What does this have to do with Zoos, Aquariums and Museums (ZAMs)? I’m glad you asked! What if a ZAM staged some scenes like these? How would that change their visitors’ experience? How many people would the visitor tell about the experience? Watching the videos how many people have cameras and phones out to take pictures and videos? If you saw something like that how many people would you tell? Would the visitors be more likely to come back again? If done well not only would the ZAM improve the experience for those who actually see the scene, but would also create some buzz and word of mouth marketing.

The great thing is being unexpected un-advertised events things can start small. They don't even have to be "scenes" just fun and unexpected. The Santa Cruz Museum of Art & History has two fun brightly painted chairs in it's elevator which are some of the most commented items in the museum as they are so unexpected. It could be a little parade of some of the education animals around the grounds. There could be people in character (naturalist, researchers, scientists, keepers, etc.) that are wandering around the Zoo or Aquarium interacting with the visitors in that character. Want to scale it up more, hire some theater majors from a local college to put on and stage different events? If there is an enclosure that is not used part of the day put on a quick musical piece with the “keepers” (in this case actors dressed as keepers) in cleaning the enclosure and then they break out in a musical about everyone’s favorite zoo topic “poop”. At an aquarium what if there are multiple divers in a tank cleaning and or feeding and they do a 30 second synchronized swimming routine in the middle? Recent studies have shown that most people visiting ZAMs are doing so to spend time with the people they are attending with, so get the visitors involved in the “scene” ask some families and groups if they'd like to participate in staging a scene and help create a memorable family experience.

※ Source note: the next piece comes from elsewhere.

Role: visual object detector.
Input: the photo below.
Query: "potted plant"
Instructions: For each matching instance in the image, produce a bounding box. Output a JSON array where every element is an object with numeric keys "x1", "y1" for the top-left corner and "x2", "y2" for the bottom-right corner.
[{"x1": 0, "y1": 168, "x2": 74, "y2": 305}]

There are of course down sides, besides the time and expense, if you do too many of the improv items or do the same ones too often they will lose their unexpected nature and thereby a lot of the appeal. Or, if somebody comes to the ZAM expecting a “scene” and they don’t see one they could be disappointed. Having a variety of scenes and activities to keep them fresh and unique could minify those drawbacks and as mentioned above not everything even needs to be a "scene".

I’ll leave you with one more Improv Everywhere for your viewing pleasure “Star Wars Subway Ride” for the geek in all of us (or at least in me).